BRT An Election Issue

In the District 7 Berkeley City Council race, BRT has become a major campaign issue. George Beier has launched a well-funded challenge to the incumbent (and bicycle-advocate) Kris Worthington. Beier is President of the Willard Neighborhood Association and has made opposition to BRT (and the Southside Plan) a cornerstone of his campaign.

Saturday, November 04, 2006

Public Support for BRT In San Francisco

This report from Joel Ramos, who is organizing for BRT on behalf of Transportation and Land Use Coalition (TALC):

I was at the Geary BRT workshop last night, and all 50 or so people in attendance seemed to unanimously support the project. The only issue some had was that they preferred an LRT. However, after several explanations from the MTA, folks finally understood that it would be too expensive, and would take too long.
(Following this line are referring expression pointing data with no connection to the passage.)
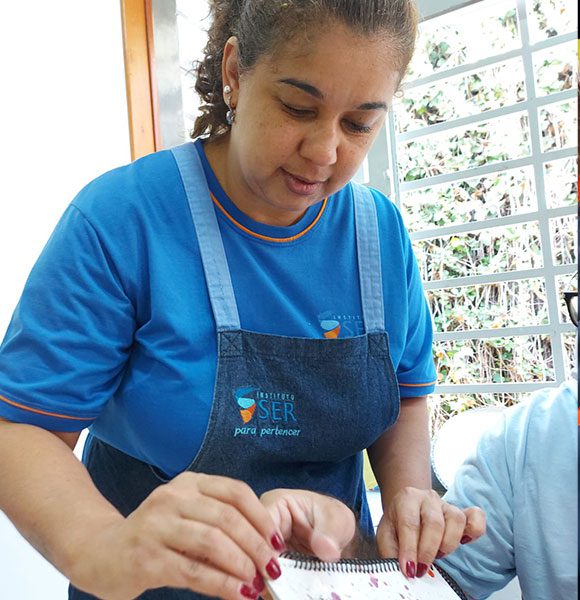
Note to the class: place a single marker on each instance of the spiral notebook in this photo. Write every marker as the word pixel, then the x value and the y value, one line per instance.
pixel 306 578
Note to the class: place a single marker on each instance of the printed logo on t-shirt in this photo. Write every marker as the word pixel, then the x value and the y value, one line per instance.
pixel 264 413
pixel 340 325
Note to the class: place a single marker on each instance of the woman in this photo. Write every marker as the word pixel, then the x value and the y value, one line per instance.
pixel 231 317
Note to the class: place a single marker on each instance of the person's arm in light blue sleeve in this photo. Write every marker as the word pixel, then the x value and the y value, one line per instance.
pixel 485 480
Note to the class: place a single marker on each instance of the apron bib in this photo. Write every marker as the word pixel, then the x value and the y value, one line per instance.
pixel 287 412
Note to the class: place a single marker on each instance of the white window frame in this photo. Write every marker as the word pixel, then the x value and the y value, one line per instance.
pixel 383 176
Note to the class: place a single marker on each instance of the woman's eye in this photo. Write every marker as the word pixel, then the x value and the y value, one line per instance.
pixel 297 112
pixel 358 127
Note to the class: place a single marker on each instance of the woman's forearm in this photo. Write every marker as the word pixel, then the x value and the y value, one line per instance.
pixel 400 457
pixel 48 494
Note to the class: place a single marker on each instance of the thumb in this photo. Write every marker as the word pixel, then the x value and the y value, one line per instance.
pixel 333 528
pixel 387 541
pixel 324 547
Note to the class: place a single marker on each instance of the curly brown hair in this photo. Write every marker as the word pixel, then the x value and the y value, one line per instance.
pixel 263 26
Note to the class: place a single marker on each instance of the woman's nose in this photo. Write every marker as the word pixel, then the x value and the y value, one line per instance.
pixel 320 145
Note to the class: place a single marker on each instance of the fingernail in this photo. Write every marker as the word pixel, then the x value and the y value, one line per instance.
pixel 248 592
pixel 273 569
pixel 278 543
pixel 258 582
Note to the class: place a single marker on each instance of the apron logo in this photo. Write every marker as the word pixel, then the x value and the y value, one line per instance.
pixel 275 413
pixel 246 403
pixel 333 323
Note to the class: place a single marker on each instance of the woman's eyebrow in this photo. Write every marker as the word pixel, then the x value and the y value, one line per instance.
pixel 316 93
pixel 305 87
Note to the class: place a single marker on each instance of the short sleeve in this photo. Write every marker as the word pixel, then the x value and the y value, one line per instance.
pixel 69 338
pixel 416 370
pixel 485 480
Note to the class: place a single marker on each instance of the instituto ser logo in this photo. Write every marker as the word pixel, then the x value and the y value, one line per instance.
pixel 266 413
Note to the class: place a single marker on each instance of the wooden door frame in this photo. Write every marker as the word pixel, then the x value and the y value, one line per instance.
pixel 139 55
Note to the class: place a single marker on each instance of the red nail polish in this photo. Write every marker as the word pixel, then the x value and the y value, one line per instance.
pixel 273 569
pixel 278 543
pixel 258 583
pixel 248 592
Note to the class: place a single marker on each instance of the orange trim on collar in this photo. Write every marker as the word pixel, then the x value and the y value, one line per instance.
pixel 417 384
pixel 43 412
pixel 265 237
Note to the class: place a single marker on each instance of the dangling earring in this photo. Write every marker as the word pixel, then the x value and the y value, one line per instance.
pixel 231 114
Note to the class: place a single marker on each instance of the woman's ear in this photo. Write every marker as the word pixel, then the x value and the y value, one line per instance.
pixel 231 71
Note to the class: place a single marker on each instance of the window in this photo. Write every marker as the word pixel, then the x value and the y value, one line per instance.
pixel 480 155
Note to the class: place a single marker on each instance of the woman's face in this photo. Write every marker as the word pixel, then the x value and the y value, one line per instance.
pixel 305 119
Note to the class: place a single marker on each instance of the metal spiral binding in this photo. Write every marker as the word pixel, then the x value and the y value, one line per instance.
pixel 344 565
pixel 358 565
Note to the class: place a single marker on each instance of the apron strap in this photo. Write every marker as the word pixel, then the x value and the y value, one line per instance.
pixel 369 259
pixel 213 256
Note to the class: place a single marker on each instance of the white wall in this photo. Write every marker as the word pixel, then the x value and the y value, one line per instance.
pixel 63 121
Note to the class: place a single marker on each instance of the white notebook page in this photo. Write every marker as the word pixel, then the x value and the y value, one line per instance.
pixel 306 580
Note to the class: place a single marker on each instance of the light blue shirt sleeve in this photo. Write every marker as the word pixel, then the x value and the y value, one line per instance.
pixel 524 476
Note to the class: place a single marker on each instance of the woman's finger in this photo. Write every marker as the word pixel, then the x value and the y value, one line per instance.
pixel 387 543
pixel 197 503
pixel 209 544
pixel 406 517
pixel 240 495
pixel 195 575
pixel 455 521
pixel 475 526
pixel 433 529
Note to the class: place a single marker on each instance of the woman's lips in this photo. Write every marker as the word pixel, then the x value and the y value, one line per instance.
pixel 300 186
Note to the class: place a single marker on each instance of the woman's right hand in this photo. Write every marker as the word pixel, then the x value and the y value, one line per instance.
pixel 205 533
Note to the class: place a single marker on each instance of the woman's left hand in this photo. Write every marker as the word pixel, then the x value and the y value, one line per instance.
pixel 312 523
pixel 419 527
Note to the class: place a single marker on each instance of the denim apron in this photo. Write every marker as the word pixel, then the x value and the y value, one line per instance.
pixel 287 412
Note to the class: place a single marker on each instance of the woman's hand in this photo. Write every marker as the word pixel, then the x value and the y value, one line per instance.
pixel 419 527
pixel 205 533
pixel 312 523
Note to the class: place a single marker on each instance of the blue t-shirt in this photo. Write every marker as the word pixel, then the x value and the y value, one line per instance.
pixel 114 329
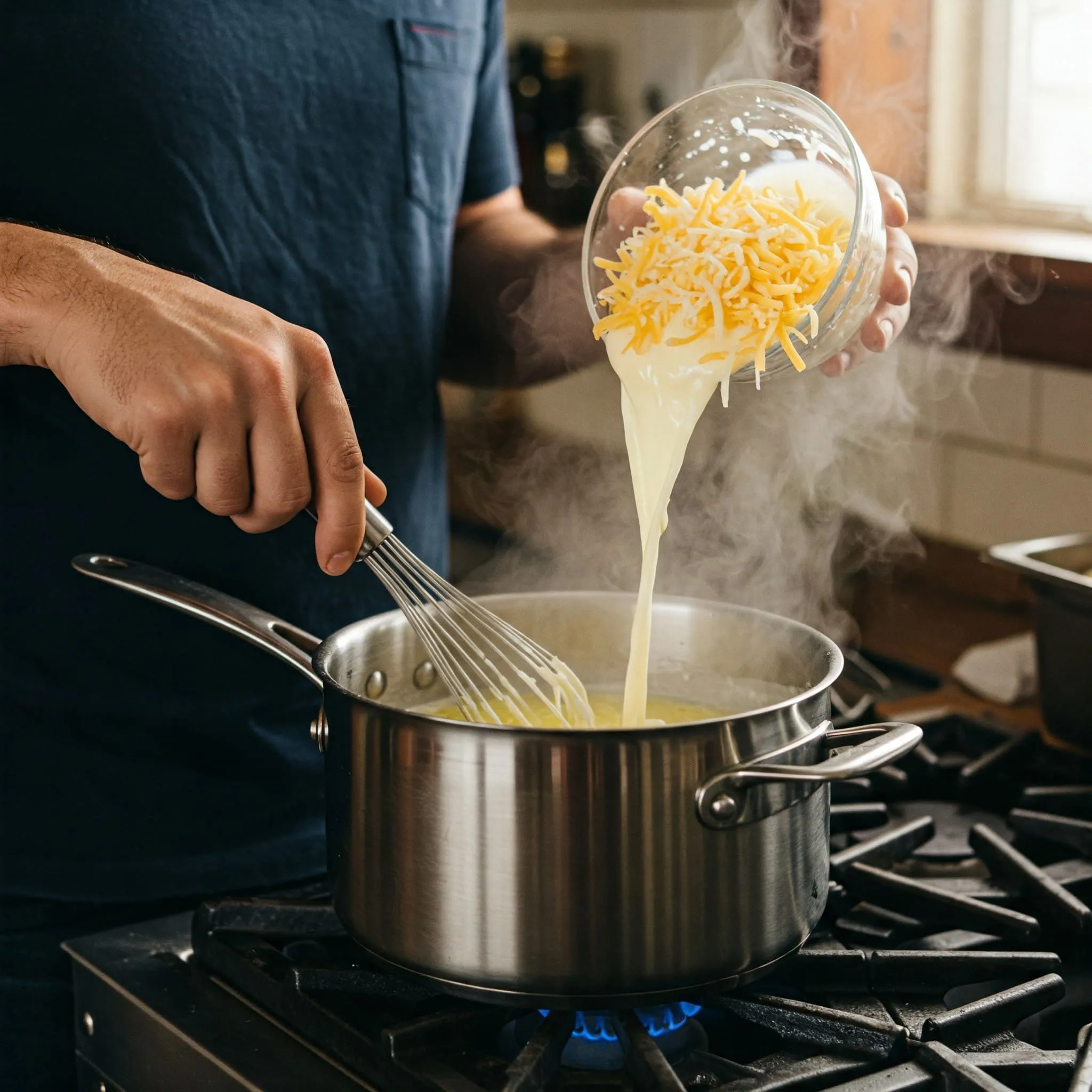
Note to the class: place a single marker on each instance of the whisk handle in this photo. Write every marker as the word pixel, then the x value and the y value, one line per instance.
pixel 378 528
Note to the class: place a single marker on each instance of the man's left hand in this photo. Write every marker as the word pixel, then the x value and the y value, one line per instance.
pixel 900 272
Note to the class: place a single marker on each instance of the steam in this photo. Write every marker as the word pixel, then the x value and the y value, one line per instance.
pixel 785 494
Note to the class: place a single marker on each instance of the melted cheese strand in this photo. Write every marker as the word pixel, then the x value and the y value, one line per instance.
pixel 718 277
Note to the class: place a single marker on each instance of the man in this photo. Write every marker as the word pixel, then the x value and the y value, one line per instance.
pixel 319 174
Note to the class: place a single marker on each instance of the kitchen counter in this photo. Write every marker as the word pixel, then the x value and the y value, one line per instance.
pixel 929 611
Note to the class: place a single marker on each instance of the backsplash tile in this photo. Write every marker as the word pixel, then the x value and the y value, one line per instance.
pixel 1066 420
pixel 999 498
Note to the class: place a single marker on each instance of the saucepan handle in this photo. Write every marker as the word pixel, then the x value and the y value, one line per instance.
pixel 281 639
pixel 720 799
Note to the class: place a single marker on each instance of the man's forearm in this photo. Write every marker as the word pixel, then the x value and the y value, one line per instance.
pixel 518 306
pixel 36 271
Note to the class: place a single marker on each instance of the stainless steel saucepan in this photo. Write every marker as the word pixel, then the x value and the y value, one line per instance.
pixel 572 869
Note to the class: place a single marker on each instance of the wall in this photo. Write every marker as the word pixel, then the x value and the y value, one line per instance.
pixel 674 50
pixel 1011 461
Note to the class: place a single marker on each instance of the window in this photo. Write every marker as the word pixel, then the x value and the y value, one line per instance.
pixel 1010 108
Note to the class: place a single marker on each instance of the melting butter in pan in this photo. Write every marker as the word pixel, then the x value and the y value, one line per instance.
pixel 746 695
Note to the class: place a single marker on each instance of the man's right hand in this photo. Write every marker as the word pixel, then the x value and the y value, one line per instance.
pixel 220 399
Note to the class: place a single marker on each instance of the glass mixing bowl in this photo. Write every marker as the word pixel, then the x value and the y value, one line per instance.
pixel 746 125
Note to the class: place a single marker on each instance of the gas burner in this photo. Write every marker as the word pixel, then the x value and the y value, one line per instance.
pixel 599 1041
pixel 953 954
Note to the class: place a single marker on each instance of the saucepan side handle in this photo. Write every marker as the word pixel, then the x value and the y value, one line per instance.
pixel 720 799
pixel 281 639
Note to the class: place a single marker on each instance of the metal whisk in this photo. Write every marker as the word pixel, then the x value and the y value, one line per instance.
pixel 484 661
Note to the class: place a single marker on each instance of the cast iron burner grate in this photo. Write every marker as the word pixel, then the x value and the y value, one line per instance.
pixel 934 968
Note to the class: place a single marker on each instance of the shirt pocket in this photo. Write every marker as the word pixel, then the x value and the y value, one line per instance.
pixel 438 67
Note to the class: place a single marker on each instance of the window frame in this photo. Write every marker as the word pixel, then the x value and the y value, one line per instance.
pixel 971 86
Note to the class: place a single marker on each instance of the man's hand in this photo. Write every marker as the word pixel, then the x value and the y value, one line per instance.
pixel 221 400
pixel 900 272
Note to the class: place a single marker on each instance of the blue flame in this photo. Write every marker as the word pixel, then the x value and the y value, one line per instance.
pixel 659 1020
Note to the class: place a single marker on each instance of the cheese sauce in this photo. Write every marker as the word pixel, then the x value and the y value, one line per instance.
pixel 607 711
pixel 719 276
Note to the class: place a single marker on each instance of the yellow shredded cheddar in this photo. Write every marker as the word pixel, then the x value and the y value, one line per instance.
pixel 718 259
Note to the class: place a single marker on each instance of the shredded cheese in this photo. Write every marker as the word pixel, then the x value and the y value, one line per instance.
pixel 717 259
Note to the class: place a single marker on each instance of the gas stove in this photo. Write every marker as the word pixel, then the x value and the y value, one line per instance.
pixel 953 953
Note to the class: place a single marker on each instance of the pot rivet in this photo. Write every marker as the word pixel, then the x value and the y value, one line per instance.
pixel 320 730
pixel 425 675
pixel 376 685
pixel 724 807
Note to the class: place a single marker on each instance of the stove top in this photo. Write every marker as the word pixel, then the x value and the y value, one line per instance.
pixel 953 953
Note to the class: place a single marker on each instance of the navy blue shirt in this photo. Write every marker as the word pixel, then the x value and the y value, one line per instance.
pixel 308 155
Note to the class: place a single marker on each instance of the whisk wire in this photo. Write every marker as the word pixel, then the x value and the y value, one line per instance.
pixel 473 649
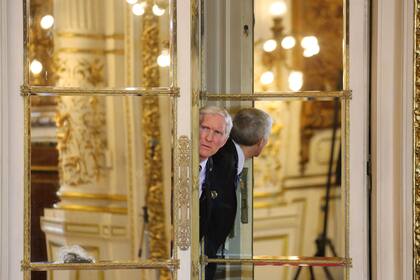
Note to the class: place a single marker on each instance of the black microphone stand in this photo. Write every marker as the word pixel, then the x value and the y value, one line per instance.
pixel 323 241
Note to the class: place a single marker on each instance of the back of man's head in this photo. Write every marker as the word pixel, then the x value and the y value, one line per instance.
pixel 213 110
pixel 250 125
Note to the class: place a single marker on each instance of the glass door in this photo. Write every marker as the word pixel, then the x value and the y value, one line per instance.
pixel 287 59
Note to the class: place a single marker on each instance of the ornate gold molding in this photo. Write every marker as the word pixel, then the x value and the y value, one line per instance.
pixel 91 36
pixel 183 195
pixel 416 144
pixel 152 141
pixel 77 207
pixel 91 51
pixel 95 196
pixel 103 265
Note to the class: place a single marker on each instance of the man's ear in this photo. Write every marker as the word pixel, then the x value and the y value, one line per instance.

In the interest of time, some even advocated that some of the alternatives be dropped (such as curbside BRT and simply enhancing current service), as they simply weren't nearly as effective as center lane BRT.

Probably the best part of the event was a 2 minute long computer animation that portrayed a BRT vehicle traveling down Geary Blvd, amongst two-way traffic, while stopping at bus stations along the route. The whole animation was projected from a "bird's-eye" view, that is, from an in-flight perspective (above and at an angle).

It was rather inspiring!

Friday, November 03, 2006

Buses and Bikes in Paris

by Hank Resnik

As many of you know, Paris is my second home. A major reason for this is that Paris is truly a transit-oriented city. All the neighborhoods cluster around transportation nodes, most often Metro stations.

In recent years the bus system in Paris has improved greatly. Most impressive has been the newly implemented citywide network of bus-only lanes. Very close to the apartment we're renting, for example, is a major street. Formerly it was four lanes with two lanes of traffic in each direction. In the last year it was divided by a wide concrete median into two two-lane streets. One of the two-lane streets is for private vehicles. The other is primarily for buses.

The citywide network of bus-only lanes enables buses to move quickly and without the obstruction of other traffic, and it makes bus travel a lot faster and more convenient than traveling by car. It seems odd that anyone would prefer a car to any other mode of transit in Paris, in fact. At most times of day private vehicles move slowly and often encounter gridlock.

The bus lanes are shared with two other kinds of vehicles: taxis and bicycles. My bike is still my primary mode of transportation in Paris, and I find the bus/bike lanes both safe and convenient. Paris is becoming more and more bike-friendly, part of a deliberate program on the part of the mayor and city administration to reduce private automobile use, promote transit, and provide safe and convenient opportunities for bicyclists.

Paris is hardly unique in Europe, where the private automobile is always considered just one option for getting around, not the only option. Combined with all its other attractions, however, Paris is getting better all the time.